Rule Five: Fishy Fish

Fish are an excellent course of protein and Omega 3 fatty acids which are essential for baby’s brain development. A lot of this brain development occurs in the third trimester so now is a good time to take cod fish oil supplements. Or you could cook some tasty fresh salmon two to three times a week. Tuna is another great fish you can have along with some crab or shrimp. When fish shopping, it is best to look for fresh and wild caught rather than farm-raised.

 

If you do have to go with farm raised, try to find a reputable source without antibiotics and other nasty additives.

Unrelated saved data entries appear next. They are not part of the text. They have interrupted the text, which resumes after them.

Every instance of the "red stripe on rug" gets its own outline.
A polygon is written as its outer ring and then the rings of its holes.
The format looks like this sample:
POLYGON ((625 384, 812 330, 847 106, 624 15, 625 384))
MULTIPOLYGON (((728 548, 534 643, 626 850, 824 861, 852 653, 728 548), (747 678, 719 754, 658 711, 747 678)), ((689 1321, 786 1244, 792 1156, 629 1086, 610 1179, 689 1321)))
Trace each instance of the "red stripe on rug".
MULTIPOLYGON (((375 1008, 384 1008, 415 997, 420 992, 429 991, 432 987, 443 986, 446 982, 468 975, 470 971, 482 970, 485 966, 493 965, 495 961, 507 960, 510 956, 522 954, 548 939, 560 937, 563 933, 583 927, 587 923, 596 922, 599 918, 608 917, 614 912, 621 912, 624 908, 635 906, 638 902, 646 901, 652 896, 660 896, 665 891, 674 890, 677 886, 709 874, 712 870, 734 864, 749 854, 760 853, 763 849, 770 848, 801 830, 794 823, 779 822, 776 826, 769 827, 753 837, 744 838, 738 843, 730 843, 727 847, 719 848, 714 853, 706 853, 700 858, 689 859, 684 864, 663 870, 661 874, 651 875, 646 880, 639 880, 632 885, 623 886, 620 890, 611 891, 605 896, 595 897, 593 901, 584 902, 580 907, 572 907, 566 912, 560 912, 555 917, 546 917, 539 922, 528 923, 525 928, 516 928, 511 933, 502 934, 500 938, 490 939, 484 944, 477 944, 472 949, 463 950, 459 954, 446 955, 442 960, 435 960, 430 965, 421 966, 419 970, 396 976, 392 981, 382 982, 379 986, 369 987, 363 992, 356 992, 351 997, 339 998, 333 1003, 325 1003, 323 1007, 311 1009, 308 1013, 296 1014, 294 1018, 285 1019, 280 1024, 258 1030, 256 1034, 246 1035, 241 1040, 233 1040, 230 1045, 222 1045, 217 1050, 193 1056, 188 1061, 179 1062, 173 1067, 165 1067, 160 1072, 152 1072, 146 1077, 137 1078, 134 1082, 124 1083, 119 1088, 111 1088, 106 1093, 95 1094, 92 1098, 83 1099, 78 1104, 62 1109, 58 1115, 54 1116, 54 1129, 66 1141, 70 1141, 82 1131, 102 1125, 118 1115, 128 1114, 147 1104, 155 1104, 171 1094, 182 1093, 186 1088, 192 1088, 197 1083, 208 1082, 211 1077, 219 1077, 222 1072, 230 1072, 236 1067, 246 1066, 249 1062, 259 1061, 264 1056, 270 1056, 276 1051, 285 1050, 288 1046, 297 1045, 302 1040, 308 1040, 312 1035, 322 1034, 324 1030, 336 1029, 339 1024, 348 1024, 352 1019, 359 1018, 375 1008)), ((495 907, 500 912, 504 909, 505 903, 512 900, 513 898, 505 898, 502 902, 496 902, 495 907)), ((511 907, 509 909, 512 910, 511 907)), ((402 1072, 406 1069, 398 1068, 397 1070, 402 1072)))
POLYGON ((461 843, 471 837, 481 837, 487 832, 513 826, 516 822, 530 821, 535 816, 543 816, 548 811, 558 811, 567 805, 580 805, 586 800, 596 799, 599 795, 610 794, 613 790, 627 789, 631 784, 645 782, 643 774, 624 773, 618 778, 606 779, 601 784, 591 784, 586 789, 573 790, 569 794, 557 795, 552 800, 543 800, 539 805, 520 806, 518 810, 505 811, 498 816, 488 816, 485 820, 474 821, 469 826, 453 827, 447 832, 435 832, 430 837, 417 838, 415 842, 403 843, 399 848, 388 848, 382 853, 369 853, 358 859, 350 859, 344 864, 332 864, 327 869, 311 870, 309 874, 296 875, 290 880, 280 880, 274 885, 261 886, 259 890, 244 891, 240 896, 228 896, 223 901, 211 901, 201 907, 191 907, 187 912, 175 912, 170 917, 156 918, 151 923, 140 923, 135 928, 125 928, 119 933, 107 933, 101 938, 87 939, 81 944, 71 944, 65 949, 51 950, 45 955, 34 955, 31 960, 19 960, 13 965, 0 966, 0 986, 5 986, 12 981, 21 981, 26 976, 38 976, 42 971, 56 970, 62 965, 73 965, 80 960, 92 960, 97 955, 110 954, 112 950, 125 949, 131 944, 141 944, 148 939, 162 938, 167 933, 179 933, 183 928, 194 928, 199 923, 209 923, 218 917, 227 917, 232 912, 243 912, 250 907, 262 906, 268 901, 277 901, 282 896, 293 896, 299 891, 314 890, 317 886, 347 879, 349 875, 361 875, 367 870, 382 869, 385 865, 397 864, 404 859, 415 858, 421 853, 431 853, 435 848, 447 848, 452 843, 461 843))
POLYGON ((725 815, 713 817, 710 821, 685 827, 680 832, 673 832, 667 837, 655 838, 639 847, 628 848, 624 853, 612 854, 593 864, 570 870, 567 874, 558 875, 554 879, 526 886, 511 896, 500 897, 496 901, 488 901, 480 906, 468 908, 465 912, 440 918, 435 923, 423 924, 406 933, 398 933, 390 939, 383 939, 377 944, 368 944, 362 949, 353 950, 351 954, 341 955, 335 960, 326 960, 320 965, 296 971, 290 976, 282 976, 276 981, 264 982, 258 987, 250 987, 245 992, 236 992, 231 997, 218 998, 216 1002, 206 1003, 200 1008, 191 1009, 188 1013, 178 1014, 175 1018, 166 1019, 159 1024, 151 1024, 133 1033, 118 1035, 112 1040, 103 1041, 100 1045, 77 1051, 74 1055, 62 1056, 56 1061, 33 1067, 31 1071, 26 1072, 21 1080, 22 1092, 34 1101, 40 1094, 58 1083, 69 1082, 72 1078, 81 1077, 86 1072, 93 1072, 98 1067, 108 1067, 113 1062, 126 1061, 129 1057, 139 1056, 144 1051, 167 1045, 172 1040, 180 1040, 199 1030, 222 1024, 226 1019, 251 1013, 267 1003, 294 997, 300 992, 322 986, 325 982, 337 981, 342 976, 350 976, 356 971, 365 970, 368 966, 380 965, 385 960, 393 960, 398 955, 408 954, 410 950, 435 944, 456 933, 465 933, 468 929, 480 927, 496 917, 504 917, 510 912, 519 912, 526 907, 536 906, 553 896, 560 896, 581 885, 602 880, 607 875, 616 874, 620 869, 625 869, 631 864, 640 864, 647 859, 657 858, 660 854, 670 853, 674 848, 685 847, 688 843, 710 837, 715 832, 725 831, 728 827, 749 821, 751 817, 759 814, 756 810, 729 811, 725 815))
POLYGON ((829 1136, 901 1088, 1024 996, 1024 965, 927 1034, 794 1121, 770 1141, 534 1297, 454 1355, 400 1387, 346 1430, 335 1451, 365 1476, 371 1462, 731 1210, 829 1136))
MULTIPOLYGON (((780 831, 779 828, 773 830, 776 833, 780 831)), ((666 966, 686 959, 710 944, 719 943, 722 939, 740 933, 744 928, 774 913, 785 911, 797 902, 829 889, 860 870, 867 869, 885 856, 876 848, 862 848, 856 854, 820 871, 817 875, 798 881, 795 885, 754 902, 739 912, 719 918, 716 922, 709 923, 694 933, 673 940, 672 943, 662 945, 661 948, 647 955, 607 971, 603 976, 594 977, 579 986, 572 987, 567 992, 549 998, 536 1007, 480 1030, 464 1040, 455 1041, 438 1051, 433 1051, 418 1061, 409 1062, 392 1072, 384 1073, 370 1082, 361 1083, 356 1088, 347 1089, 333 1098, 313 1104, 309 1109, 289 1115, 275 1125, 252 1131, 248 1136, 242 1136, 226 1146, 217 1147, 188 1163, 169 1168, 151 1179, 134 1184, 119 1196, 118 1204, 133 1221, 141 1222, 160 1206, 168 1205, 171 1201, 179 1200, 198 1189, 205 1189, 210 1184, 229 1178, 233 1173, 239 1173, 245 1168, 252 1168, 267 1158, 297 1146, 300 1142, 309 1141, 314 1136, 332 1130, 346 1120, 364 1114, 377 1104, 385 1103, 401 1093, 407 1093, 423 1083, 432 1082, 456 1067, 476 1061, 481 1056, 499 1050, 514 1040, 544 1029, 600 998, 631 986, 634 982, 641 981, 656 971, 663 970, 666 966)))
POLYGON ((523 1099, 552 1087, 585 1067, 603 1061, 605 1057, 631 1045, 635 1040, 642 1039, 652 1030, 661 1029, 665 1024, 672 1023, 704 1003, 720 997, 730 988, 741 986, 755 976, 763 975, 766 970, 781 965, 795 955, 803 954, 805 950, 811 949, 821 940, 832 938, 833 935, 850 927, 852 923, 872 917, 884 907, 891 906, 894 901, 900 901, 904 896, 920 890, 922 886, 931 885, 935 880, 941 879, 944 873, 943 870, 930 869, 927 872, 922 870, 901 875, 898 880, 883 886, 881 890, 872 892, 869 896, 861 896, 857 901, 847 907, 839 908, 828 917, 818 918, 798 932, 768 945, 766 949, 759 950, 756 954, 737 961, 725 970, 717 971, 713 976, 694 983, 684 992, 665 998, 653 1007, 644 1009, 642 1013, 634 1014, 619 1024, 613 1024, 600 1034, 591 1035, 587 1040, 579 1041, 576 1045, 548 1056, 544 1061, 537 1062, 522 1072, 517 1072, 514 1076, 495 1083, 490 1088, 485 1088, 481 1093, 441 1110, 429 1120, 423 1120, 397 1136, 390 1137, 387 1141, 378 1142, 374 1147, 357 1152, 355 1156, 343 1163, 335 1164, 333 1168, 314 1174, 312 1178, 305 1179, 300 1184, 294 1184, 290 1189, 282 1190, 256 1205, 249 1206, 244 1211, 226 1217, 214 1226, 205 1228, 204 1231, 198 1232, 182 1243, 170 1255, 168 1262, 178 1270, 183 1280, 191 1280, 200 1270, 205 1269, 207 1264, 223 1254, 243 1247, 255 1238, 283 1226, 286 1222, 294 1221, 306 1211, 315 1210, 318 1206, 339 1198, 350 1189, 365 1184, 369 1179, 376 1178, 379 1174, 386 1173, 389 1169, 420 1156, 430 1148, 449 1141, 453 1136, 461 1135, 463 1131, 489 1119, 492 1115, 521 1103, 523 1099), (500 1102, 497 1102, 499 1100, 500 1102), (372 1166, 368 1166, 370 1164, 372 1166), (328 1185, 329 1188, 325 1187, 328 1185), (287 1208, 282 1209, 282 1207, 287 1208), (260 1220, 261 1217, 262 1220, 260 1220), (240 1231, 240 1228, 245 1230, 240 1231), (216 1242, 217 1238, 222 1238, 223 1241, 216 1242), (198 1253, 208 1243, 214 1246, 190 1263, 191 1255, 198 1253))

Mercury levels are always a concern but more so during pregnancy which is why it is a good idea to limit shark, swordfish and other large sea creatures. This is where the balance and moderation rules come into play. It doesn’t take a lot of fish to jazz up a salad or spread on a cracker for a snack. If fish just isn’t your thing, swap it with something else that you do like which supplies the same nutrients—such as walnuts, Brussels sprouts, chia seeds and eggs.

 

Rule Six: Whole Grains

Most of us know that whole wheat is better than white. But whole wheat is chewy and not quite as tasty as the processed white flour we all love. Turns out, there is another kind of whole wheat known as white wheat. It is less chewy, tastes better and is still whole with all the nutrients and yummy minerals which we need.

 

While we’re out shopping for bread, we can also get whole oats for some overnight oats, whole flour to make pancakes and muffins with (add in some protein powder for an extra kick of nutrient dense nourishment) and some brown rice for dinner. Grains are super versatile and are very forgiving when we run out of ideas and just want a big bowl of pasta for dinner. When balanced with meat and vegetables, whole grains provide a very tasty meal. We can also experiment and try other things like quinoa, spelt and barley.

 

Rule Seven: Sweets

Pregnancy is full of food cravings and aversions. Some of these cravings can swing intently to one side of salty or sweet—to the point where there are old wives’ tales of predicting baby’s gender based on what mom is craving for lunch. Salty protein foods for a boy and sweet fruity foods for a girl.

 

All fun and games aside, we already know that cravings can indict a need for a mineral or vitamin associated with that food. For example, we might crave sugar when what we really need is an orange or some strawberries for vitamin c. And we might be downing all the ice cream and yogurt we can find because we need the calcium or vitamin d from the milk. We should reach for some fruit options first before the cake and cookies but we should also cut ourselves some slack. After all, it is a lot of work to build a baby and we deserve some dark chocolate cake at 3am.

 

Rule Eight: Time For A Drink

The hard and fast rule for drinking during pregnancy is to not drink during pregnancy. New studies are beginning to emerge that suggest light drinking might be okay. The definition of light drinking often varies from person to person but for one study, it was listed as one to four drinks a week. Others will say the equivalent of a glass of wine twice a week. Harvard Health says,

 

“In tests of selective and sustained attention, children of mothers who engaged in low or moderate drinking during pregnancy had essentially the same scores as children whose mothers abstained from alcohol.”

 

If we do decide to opt for a drink, when should we risk it? During the first trimester, all of baby’s important nervous and spinal systems are being built and our hormones have us turned off from alcohol and caffeine in general. The third trimester is all about the lungs and organs. In the third trimester, baby’s brain is doing a lot of developing. Out of the three, midwives in favor of such say the best time to have that rare glass of wine is when there are contractions. If the contractions are early, the wine may help the uterus relax and stop the contractions. If it’s go-time, the wine can help us stay calm as we make the nerve-racking drive to the hospital at 3am in a snowstorm.